In the latest development, a new civil rights complaint has been filed with the U.S. Department of Education’s Office of Civil Rights against the University of Chicago, accusing the school of anti-Palestinian discrimination and censorship.
In the federal civil rights complaint filed by the independent advocacy group Palestine Legal, a large coalition of student groups details several incidents from October 2023 through June 2024 that the filing says violated their civil rights, through “a pattern of discrimination that has caused an increasingly hostile environment at UChicago for Palestinian, Arab, and Muslim students and students associated with them.”
The complaint calls on the federal government to step in and investigate what they say is a failure to protect Palestinian students from discrimination on campus.
K is a UChicago student who detailed her experience in the complaint—one of a few hundred students involved with the coalition UChicago United for Palestine.
K said she was assaulted by a federal marshal in February for trying to ask a question to a district judge from Florida, who held at a talk at the university and who supports Israel.
“I was trying to ask a question—walked up. I was wearing a keffiyeh,” said K. “I’m Jewish. But the keffiyeh was responded to by the U.S. Marshal getting in between and shoving me forcefully in the chest.”
In May, CBS News Chicago also spoke to another student, Yousef Hasweh, who was subject to disciplinary hearings and had his diploma withheld due to his part in the pro-Palestinian encampment on campus. He is also part of the complaint.
Students also reported doxing from other students, and police surveillance of Muslim students on campus.
The complaint also claimed they made the university aware of the harassment, but the school did not stop it.
K also faced disciplinary proceedings by the university.
“The university has chosen to instead prioritize these disciplinary proceedings and this police surveillance,” K said. “It has, in fact, created new policies to prevent the same kind of protest that we saw last year.”

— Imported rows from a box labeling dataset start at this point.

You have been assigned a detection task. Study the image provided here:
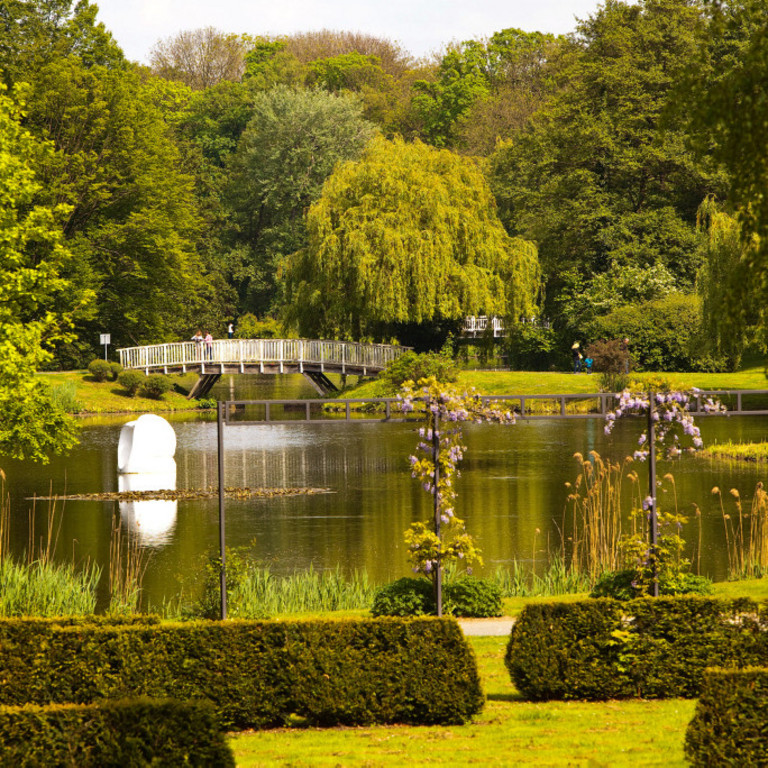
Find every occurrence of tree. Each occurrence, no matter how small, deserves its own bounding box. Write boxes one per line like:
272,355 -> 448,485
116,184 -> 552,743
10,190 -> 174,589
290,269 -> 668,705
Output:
27,58 -> 212,354
492,0 -> 725,336
0,90 -> 75,461
696,198 -> 762,370
286,138 -> 539,339
226,86 -> 376,314
0,0 -> 125,85
149,27 -> 251,91
681,0 -> 768,338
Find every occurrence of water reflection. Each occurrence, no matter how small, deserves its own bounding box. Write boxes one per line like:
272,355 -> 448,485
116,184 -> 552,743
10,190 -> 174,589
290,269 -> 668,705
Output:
0,390 -> 768,600
117,469 -> 178,547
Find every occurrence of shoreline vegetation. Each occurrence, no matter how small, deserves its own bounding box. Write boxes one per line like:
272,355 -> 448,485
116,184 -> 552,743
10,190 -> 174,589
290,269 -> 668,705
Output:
38,364 -> 768,416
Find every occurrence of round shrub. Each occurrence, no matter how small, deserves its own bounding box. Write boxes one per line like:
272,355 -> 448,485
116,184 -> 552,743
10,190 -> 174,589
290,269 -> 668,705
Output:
371,576 -> 436,616
117,371 -> 145,397
443,576 -> 502,619
141,374 -> 173,400
88,359 -> 112,381
589,568 -> 712,600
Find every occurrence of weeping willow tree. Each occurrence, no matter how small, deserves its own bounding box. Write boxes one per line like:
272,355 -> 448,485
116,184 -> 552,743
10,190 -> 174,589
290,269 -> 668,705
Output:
696,197 -> 764,370
284,138 -> 540,339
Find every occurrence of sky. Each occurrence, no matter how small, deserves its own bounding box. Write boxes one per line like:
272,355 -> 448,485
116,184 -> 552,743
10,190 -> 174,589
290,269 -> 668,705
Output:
95,0 -> 600,64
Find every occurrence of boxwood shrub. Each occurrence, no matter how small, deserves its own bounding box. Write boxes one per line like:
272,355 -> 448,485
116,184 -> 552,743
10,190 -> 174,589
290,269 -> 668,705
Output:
0,619 -> 484,730
685,667 -> 768,768
371,575 -> 501,618
0,699 -> 235,768
505,596 -> 768,701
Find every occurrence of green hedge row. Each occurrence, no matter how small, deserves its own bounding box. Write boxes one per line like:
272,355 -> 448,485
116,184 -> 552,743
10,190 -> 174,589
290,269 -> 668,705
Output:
0,699 -> 235,768
0,619 -> 484,730
685,667 -> 768,768
505,597 -> 768,701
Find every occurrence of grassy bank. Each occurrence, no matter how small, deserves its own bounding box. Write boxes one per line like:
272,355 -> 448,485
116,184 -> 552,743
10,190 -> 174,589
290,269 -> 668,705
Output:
38,371 -> 200,413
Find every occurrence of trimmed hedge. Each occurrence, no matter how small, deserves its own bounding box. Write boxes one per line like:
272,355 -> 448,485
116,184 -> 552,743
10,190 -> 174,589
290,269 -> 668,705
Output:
685,667 -> 768,768
505,596 -> 768,701
0,619 -> 484,730
0,699 -> 235,768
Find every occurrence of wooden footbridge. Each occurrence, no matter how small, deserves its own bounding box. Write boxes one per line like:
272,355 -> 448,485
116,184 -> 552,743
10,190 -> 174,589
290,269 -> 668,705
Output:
118,339 -> 409,398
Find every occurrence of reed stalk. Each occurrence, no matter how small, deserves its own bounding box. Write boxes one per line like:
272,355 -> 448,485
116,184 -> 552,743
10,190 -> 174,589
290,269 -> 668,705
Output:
107,514 -> 149,615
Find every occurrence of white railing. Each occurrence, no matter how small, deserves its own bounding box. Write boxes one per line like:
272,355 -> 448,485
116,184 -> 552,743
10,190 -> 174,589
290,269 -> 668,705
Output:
462,315 -> 504,338
118,339 -> 408,372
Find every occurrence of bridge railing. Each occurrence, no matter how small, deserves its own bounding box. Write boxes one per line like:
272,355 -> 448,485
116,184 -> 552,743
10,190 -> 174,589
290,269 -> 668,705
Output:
118,339 -> 408,371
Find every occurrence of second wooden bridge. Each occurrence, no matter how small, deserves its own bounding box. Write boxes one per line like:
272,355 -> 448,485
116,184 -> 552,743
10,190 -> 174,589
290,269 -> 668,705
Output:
118,339 -> 409,398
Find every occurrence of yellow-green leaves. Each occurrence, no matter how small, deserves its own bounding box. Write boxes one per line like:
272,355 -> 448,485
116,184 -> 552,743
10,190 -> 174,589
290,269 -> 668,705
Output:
286,138 -> 539,338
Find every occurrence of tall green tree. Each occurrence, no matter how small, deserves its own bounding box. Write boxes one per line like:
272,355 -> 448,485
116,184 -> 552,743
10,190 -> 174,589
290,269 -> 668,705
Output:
492,0 -> 725,334
681,0 -> 768,340
226,86 -> 376,315
286,138 -> 539,339
27,58 -> 210,354
0,90 -> 77,461
0,0 -> 125,85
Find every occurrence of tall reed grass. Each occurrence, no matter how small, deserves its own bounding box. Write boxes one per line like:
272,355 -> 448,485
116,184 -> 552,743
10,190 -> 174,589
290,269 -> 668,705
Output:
107,514 -> 149,615
560,451 -> 640,583
712,483 -> 768,580
0,470 -> 101,616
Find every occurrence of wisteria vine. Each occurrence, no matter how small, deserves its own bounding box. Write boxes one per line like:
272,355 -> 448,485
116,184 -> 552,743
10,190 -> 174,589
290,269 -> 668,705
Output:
605,389 -> 726,461
400,377 -> 515,576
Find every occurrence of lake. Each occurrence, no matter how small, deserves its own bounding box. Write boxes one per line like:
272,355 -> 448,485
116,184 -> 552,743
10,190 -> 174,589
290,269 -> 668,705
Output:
0,377 -> 768,602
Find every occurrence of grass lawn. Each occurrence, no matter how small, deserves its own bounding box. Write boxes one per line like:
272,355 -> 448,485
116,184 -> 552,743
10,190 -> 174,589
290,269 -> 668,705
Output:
230,637 -> 695,768
341,364 -> 768,397
231,578 -> 768,768
38,371 -> 199,413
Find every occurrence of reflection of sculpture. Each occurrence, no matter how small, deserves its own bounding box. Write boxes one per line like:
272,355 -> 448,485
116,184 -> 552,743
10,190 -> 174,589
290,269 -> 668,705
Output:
117,413 -> 176,474
117,414 -> 178,546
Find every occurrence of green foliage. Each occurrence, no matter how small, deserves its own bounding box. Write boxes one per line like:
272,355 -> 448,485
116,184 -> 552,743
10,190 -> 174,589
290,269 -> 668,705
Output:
379,351 -> 459,392
371,575 -> 502,618
503,323 -> 563,371
590,294 -> 724,371
505,597 -> 768,701
371,576 -> 437,616
492,0 -> 725,328
589,568 -> 712,600
225,86 -> 376,314
680,0 -> 768,292
27,58 -> 216,354
88,358 -> 112,382
0,698 -> 235,768
685,667 -> 768,768
0,89 -> 76,462
0,619 -> 483,730
444,575 -> 502,618
696,197 -> 761,370
139,373 -> 173,400
117,371 -> 146,397
286,139 -> 539,338
235,312 -> 285,339
0,0 -> 125,85
0,557 -> 101,616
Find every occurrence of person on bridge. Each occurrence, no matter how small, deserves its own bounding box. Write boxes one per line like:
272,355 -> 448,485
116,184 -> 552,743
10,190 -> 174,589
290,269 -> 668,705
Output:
192,329 -> 203,360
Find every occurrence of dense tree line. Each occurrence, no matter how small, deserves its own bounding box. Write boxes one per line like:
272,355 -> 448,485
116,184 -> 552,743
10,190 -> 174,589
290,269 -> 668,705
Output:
0,0 -> 768,456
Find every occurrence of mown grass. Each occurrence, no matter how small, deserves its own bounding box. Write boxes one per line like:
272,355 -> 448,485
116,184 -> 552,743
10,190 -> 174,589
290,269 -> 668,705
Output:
38,371 -> 199,413
230,637 -> 695,768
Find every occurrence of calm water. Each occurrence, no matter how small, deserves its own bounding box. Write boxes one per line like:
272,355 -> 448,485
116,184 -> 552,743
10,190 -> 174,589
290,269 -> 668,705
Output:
0,377 -> 768,601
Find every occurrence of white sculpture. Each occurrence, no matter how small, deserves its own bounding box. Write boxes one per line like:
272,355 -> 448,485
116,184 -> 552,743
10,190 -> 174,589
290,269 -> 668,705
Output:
117,413 -> 176,478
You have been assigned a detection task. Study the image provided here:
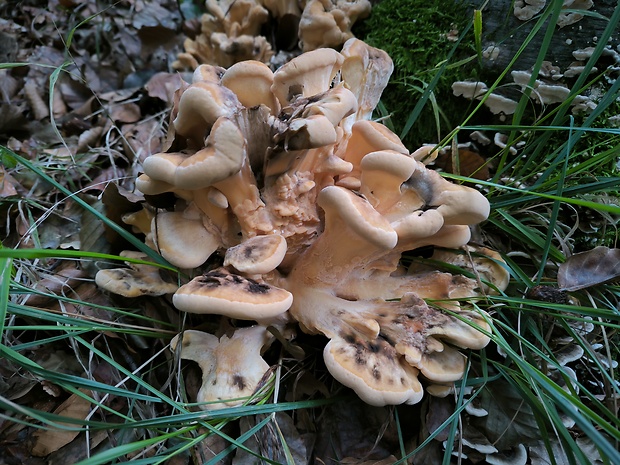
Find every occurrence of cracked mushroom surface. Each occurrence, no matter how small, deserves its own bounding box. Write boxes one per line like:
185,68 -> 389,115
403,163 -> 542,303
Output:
95,39 -> 507,406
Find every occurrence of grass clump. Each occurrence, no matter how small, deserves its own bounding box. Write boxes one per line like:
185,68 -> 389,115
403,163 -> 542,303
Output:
354,0 -> 476,148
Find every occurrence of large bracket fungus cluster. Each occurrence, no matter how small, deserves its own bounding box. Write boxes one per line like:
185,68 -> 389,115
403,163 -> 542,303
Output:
97,39 -> 506,408
174,0 -> 371,69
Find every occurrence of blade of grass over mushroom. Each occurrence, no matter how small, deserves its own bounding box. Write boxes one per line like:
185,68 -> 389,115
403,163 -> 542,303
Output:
206,416 -> 278,465
440,359 -> 471,465
0,145 -> 176,270
8,301 -> 176,342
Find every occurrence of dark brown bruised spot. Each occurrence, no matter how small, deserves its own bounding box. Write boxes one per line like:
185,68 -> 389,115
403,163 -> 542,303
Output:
368,342 -> 381,354
243,247 -> 256,258
247,279 -> 271,294
233,375 -> 245,391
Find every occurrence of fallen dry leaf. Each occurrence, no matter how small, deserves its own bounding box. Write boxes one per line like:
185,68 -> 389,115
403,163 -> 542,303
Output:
32,389 -> 91,457
558,246 -> 620,291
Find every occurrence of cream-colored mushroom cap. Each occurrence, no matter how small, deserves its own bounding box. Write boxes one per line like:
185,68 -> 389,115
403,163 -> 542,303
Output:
151,212 -> 221,268
170,326 -> 272,410
342,120 -> 409,174
360,150 -> 417,214
224,234 -> 286,274
271,48 -> 344,107
318,186 -> 398,249
95,250 -> 178,297
323,336 -> 424,407
174,81 -> 241,140
172,268 -> 293,320
222,60 -> 280,115
142,118 -> 246,189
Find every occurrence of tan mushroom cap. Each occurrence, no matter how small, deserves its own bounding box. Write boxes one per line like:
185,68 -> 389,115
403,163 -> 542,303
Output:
224,234 -> 286,274
222,60 -> 280,115
285,115 -> 338,150
170,326 -> 272,410
151,212 -> 222,268
172,268 -> 293,320
323,336 -> 424,407
360,150 -> 421,214
271,48 -> 344,107
192,64 -> 226,84
173,81 -> 241,142
95,250 -> 178,297
143,118 -> 246,189
341,120 -> 409,179
318,186 -> 398,249
341,38 -> 394,120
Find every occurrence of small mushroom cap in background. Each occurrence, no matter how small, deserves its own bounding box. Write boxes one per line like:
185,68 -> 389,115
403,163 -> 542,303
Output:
271,48 -> 344,107
172,268 -> 293,320
95,250 -> 178,297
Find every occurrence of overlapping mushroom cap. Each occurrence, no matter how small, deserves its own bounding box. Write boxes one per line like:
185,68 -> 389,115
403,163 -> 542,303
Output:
97,39 -> 507,405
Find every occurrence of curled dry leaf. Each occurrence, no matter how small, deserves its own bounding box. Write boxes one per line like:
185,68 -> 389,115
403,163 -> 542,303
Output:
558,246 -> 620,291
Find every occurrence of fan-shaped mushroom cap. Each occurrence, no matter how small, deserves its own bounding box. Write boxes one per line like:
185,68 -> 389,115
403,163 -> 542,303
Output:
318,186 -> 398,249
170,326 -> 273,410
151,211 -> 222,268
341,38 -> 394,120
172,268 -> 293,320
143,118 -> 246,189
192,64 -> 226,84
271,48 -> 344,107
360,150 -> 422,214
222,60 -> 280,115
174,81 -> 241,142
224,234 -> 286,274
323,336 -> 424,407
339,120 -> 409,183
95,250 -> 178,297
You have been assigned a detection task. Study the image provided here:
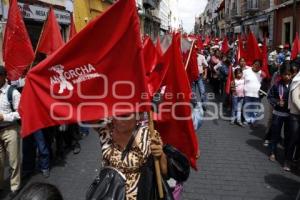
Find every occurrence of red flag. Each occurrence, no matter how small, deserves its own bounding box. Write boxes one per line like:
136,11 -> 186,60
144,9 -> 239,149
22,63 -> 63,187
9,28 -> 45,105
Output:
246,32 -> 261,66
37,7 -> 64,55
221,37 -> 230,54
19,0 -> 148,137
261,37 -> 271,78
203,36 -> 210,46
197,35 -> 204,50
143,37 -> 159,75
69,14 -> 77,40
3,0 -> 34,80
291,33 -> 300,60
155,34 -> 198,168
237,35 -> 247,61
225,65 -> 234,94
156,36 -> 163,56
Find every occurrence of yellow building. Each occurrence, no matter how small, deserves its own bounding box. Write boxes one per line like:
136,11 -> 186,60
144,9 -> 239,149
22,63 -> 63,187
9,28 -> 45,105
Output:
74,0 -> 113,32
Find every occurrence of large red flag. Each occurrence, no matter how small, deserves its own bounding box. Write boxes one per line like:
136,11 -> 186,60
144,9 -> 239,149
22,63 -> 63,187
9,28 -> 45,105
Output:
203,35 -> 210,46
261,37 -> 271,78
291,33 -> 300,60
19,0 -> 148,137
3,0 -> 34,80
69,14 -> 77,40
246,32 -> 261,66
221,37 -> 230,54
37,7 -> 64,55
156,36 -> 163,56
155,34 -> 198,168
143,37 -> 159,76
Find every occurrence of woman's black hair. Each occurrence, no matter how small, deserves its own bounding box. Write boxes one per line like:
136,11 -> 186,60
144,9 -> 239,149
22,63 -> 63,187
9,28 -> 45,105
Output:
279,61 -> 292,75
234,68 -> 243,77
18,183 -> 63,200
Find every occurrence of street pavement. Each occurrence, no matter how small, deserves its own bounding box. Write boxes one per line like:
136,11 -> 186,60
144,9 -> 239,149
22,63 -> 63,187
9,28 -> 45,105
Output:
2,99 -> 300,200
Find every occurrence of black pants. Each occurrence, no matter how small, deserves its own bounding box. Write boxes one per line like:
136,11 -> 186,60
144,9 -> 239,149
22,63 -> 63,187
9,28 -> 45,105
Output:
286,114 -> 300,161
270,114 -> 290,154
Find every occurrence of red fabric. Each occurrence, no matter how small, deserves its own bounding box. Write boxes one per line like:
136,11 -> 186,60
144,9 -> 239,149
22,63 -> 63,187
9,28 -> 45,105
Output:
237,35 -> 247,61
156,36 -> 163,56
3,0 -> 34,80
197,35 -> 204,50
246,32 -> 261,66
291,33 -> 300,60
225,65 -> 233,94
143,37 -> 159,75
37,7 -> 64,55
69,14 -> 77,40
221,37 -> 230,54
261,38 -> 271,78
155,34 -> 198,169
203,36 -> 210,46
19,0 -> 148,137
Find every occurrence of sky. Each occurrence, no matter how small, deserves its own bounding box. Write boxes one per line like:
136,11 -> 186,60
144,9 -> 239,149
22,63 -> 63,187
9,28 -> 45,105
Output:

In response to the filing, UChicago did not comment on the complaint, but sent the following statement:
The new developments come after the university announced it received a $100 million gift from an anonymous donor to “advance the UChicago’s commitment to free expression.”
“UChicago tries to claim that it is different, that it is this free speech campus, but really it is only a free speech campus when that free speech is speech that it likes,” K said.
The U.S. Department of Education Office of Civil Rights would not confirm Friday whether an investigation has been opened. If is opened and violations are found, a university’s federal funding could be on the line.
Similar complaints have already prompted federal investigations into Northwestern University and the University of Illinois Chicago.